Amokläufe... jaaaa klar.

100% der Amokläufer trinken Wasser.
100% der Amokäufer essen Brot.
100% der Amokläufer bewegen sich Täglich

Vielleicht sollte man das Wasser, das Brot und die Bewegung verbieten?!

Viel wichtiger wäre es, sich drum zu kümmern dass Amokläufern schnell der "Spass" vergeht, weil sie garnicht an Waffen rankommen.


----------



## Shalor (13. Juni 2008)

Das Verbot zu verschärfen ist genauso sinnlos wie auf den Zockern rumzuhacken...
So ziemlich alle die gegen Killerspiele sind, spielen auch keine und genau das ist der Punkt! Sie haben keine Ahnung von was sie reden! Spiele ich ein Killerspiel weil ich jemanden hasse und ihn auf schlimmste Weise umbringen will? Nein! Spiele ich ein Killerspiel weil ich Leute töten will? Nein! Man könnte mir auch Mario geben mit einer Wasserpistole der andere Leute nass spritzt und ich hätte warscheinlich genauso viel Spass dran. Die Killerspiele sind halt einfach so aufgebaut wie sie sind, weil es eine gewisse Atmosphäre herstellt.

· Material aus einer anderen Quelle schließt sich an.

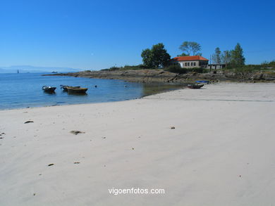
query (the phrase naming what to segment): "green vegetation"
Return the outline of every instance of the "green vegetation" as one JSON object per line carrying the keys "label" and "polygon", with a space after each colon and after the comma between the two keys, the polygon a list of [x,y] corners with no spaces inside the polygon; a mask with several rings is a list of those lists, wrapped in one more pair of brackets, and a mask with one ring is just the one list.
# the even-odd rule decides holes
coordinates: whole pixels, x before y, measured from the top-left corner
{"label": "green vegetation", "polygon": [[215,49],[215,53],[212,55],[212,60],[215,64],[221,64],[221,50],[219,47]]}
{"label": "green vegetation", "polygon": [[234,49],[224,51],[223,53],[216,47],[212,58],[214,63],[226,64],[228,67],[243,67],[245,62],[243,48],[239,43],[237,43]]}
{"label": "green vegetation", "polygon": [[247,65],[242,66],[228,65],[224,68],[224,71],[233,71],[236,72],[252,72],[257,71],[275,71],[275,60],[264,62],[260,65]]}
{"label": "green vegetation", "polygon": [[243,56],[243,48],[240,47],[239,43],[235,46],[235,49],[232,51],[231,65],[233,67],[240,67],[245,65],[245,58]]}
{"label": "green vegetation", "polygon": [[151,49],[143,50],[141,57],[143,64],[148,68],[163,67],[169,64],[171,59],[162,43],[153,45]]}
{"label": "green vegetation", "polygon": [[199,53],[199,51],[202,50],[202,46],[195,41],[184,41],[180,46],[180,49],[183,51],[183,53],[181,55],[178,55],[178,56],[190,56],[191,53],[192,56],[202,56],[202,53]]}
{"label": "green vegetation", "polygon": [[143,65],[125,65],[124,67],[111,67],[109,69],[103,69],[102,71],[116,71],[116,70],[144,70],[147,69]]}

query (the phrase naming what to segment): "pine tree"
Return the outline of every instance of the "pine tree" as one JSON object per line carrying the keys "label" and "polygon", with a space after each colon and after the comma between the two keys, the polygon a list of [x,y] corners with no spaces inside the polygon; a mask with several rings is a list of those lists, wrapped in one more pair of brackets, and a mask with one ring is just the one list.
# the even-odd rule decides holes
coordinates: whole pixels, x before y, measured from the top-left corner
{"label": "pine tree", "polygon": [[215,64],[220,64],[221,63],[221,50],[219,47],[215,49],[215,53],[212,56],[213,58],[213,62]]}
{"label": "pine tree", "polygon": [[245,65],[245,58],[243,56],[243,49],[239,43],[235,46],[235,49],[232,51],[231,55],[231,63],[233,66],[238,67]]}

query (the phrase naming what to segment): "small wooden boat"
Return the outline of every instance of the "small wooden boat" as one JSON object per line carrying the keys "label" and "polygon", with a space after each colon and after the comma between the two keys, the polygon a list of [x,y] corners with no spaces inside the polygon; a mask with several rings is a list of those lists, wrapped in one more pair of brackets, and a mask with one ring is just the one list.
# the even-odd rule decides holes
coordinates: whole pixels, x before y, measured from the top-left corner
{"label": "small wooden boat", "polygon": [[68,92],[70,93],[86,93],[87,88],[82,88],[78,86],[67,86]]}
{"label": "small wooden boat", "polygon": [[198,81],[196,81],[197,83],[199,83],[199,84],[209,84],[209,81],[208,80],[198,80]]}
{"label": "small wooden boat", "polygon": [[71,87],[71,88],[80,88],[80,86],[68,86],[68,85],[62,85],[60,84],[60,89],[63,89],[63,91],[68,91],[68,87]]}
{"label": "small wooden boat", "polygon": [[190,89],[200,89],[202,88],[204,85],[203,84],[188,84],[187,87]]}
{"label": "small wooden boat", "polygon": [[47,92],[54,92],[54,90],[56,90],[56,87],[51,86],[43,86],[42,89],[44,91]]}

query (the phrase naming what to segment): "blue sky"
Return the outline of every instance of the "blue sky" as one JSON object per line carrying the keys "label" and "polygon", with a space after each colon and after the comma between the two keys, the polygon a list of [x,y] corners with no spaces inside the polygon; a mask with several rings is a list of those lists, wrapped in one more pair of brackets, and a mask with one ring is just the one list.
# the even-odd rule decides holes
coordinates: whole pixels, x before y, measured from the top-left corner
{"label": "blue sky", "polygon": [[98,70],[142,63],[162,42],[171,57],[185,41],[243,49],[246,63],[275,59],[274,1],[0,0],[0,66]]}

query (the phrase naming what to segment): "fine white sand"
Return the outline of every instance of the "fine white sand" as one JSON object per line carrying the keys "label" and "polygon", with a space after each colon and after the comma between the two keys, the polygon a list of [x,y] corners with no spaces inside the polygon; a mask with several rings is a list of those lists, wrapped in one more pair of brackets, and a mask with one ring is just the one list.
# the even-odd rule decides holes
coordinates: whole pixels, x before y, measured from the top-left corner
{"label": "fine white sand", "polygon": [[275,205],[274,120],[274,84],[1,110],[0,205]]}

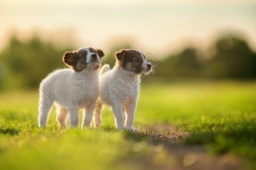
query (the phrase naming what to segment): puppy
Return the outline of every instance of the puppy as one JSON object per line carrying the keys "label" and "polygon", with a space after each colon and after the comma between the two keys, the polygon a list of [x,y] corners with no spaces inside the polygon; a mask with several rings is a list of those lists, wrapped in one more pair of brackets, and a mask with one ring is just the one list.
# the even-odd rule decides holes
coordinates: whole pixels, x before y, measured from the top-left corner
{"label": "puppy", "polygon": [[67,52],[63,61],[70,69],[60,69],[50,74],[40,85],[39,126],[46,126],[52,105],[57,107],[57,121],[60,126],[68,128],[79,122],[79,110],[84,109],[84,126],[91,128],[91,122],[99,95],[98,73],[104,53],[91,47]]}
{"label": "puppy", "polygon": [[139,96],[139,77],[151,71],[152,65],[142,52],[134,49],[117,52],[115,58],[115,66],[112,70],[104,65],[101,70],[100,97],[93,116],[94,127],[101,125],[102,106],[106,104],[112,108],[117,129],[126,128],[135,131],[133,121]]}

P.S: Snake hat mir gerade befohlen Amok zu laufen! Peace!


----------



## Seydea (13. Juni 2008)

Absoluter Quatsch! Wenn ich schon "KILLERSPIELE" höre! 
Boah ja die Leute die allein diesen idiotischen Namen eingeführt haben, die sollten ma.... naja
Ich hab schon als Kind Ballerspiele gespielt und Horror/Splatterfilme geguckt,
ein Psycho der alle abschlachtet bin ich ja nu net geworden!


			Dieser Inhalt steht nur eingeloggten Mitgliedern zur Verfügung.
        


Und diejenigen die dann Amok laufen, die wären auch ohne diese Spiele schon amok gelaufen, nur vielleicht schon viel früher.
Weil sie eben schon von Grund auf Psychos sind, und nich weil sie zocken!

GLG
Sey ;D


----------



## gaius kamui (13. Juni 2008)

Das ganze ist meiner Meinung einfach eine hochgepuschte Aktion von Politikern die noch nicht mal richtig ihren E-mail Account einrichten können.
Es ist wie mit jedem neuen Medium die ältere Generation Verteufelt sie und will sie verbieten.
ergo jede Kunst und Unterhaltungsform findet ihre Wege zu den Menschen und ^^ alles was geboren wird stirbt, auch eine Ursula von der Leyen 


			Dieser Inhalt steht nur eingeloggten Mitgliedern zur Verfügung.
        

 
sry aber die Frau kann ich nicht ab.


----------



## Incontemtio (13. Juni 2008)

Seydea schrieb:


> Absoluter Quatsch! Wenn ich schon "KILLERSPIELE" höre!
> Boah ja die Leute die allein diesen idiotischen Namen eingeführt haben, die sollten ma.... naja



Killerspiel war anfangs nur ein anderer Name für Paintball ... 



Seydea schrieb:


> Ich hab schon als Kind Ballerspiele gespielt und Horror/Splatterfilme geguckt,



Deine Eltern sind mir nicht sympathisch.


----------



## Incontemtio (13. Juni 2008)

gaius schrieb:


> Es ist wie mit jedem neuen Medium die ältere Generation Verteufelt sie und will sie verbieten.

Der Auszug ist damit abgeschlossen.